The air is thick with this campaign, but it’s ill-defined and strange. It reminds me a little of that show on CBS, called “Brain Dead,” in which the Washington political culture gets infested with alien bugs which cause politicians to become even more partisan than they already are.  The only way you can tell a non-bugged from a bugged politicians is that they’ve stopped wanting sex, they don’t drink and their cell phones hum to the sound of “Do You Think I’m Crazy” by the 1980s group the Cars.  You see scenes like a mad far right senator, played deliciously by Tony Shalhoub, sharing bugs with his liberal counterpart, or a pregnant woman whose baby starts kicking every time Donald Trump appears on television. You may be excused for thinking that the show, which airs at ten on Sunday on CBS, looks like the nightly news.

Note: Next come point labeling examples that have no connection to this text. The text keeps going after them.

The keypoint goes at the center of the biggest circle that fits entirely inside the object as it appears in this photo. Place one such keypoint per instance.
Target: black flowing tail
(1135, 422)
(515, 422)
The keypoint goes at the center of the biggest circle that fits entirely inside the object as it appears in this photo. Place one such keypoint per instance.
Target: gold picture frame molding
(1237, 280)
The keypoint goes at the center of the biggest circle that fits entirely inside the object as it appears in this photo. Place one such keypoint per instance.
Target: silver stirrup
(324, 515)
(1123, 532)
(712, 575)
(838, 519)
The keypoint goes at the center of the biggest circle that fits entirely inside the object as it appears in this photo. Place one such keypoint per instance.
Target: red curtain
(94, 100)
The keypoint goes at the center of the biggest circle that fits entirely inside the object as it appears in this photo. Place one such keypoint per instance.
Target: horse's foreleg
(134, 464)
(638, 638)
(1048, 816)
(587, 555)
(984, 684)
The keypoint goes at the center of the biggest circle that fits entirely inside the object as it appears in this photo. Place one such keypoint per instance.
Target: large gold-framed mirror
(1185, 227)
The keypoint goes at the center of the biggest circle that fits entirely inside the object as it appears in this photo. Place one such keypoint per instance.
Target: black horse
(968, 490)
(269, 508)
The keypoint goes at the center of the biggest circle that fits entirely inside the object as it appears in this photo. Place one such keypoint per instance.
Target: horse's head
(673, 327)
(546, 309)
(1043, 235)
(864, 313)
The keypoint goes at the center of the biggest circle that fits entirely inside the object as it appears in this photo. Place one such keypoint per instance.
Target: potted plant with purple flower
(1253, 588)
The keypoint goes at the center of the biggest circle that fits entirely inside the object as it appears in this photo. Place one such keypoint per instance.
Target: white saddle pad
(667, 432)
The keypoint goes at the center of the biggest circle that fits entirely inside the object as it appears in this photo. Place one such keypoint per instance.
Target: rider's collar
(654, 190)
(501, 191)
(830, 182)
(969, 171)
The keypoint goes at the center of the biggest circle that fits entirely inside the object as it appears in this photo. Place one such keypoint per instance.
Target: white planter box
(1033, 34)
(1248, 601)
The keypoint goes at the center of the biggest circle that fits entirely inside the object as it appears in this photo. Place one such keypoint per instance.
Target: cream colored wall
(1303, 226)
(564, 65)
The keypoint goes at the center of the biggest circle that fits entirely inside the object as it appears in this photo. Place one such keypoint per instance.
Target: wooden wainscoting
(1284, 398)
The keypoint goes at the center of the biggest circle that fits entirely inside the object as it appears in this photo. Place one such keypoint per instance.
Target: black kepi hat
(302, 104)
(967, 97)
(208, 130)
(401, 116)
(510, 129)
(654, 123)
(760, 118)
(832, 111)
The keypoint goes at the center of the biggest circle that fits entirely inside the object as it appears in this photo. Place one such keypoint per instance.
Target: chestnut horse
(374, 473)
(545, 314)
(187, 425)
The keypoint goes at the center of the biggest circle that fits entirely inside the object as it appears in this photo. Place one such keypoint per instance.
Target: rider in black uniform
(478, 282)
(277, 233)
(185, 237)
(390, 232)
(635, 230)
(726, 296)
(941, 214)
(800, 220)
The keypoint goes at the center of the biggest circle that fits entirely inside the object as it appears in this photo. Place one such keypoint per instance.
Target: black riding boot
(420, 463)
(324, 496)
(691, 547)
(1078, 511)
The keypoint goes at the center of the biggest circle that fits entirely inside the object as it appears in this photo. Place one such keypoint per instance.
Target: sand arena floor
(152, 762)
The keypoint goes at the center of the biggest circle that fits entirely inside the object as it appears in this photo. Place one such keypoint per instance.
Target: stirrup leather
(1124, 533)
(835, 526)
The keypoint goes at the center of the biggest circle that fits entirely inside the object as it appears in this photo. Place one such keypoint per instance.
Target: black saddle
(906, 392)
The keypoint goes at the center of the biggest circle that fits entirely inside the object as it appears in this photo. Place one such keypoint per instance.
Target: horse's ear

Meantime, there are fun things to share. Remember all the dire predictions that Brian Lochte’s career was over after his miserable behavior in Rio?  Lochte is one of the members of the of the new cast of “Dancing with the Stars,” a job assignment he sees as somewhat similar to preparing for the Olympics since he can’t dance. Please ask him this: Do you know that the breast stroke is not a dance?

Oh, and did you ever wonder where all those guys who dropped out early in the Republican primaries go?

Wonder no more. Rick Perry, the former governor of Texas whose presidential bid lasted as long the lifespan of a fly in a blender, will also be appearing on “Dancing with the Stars.”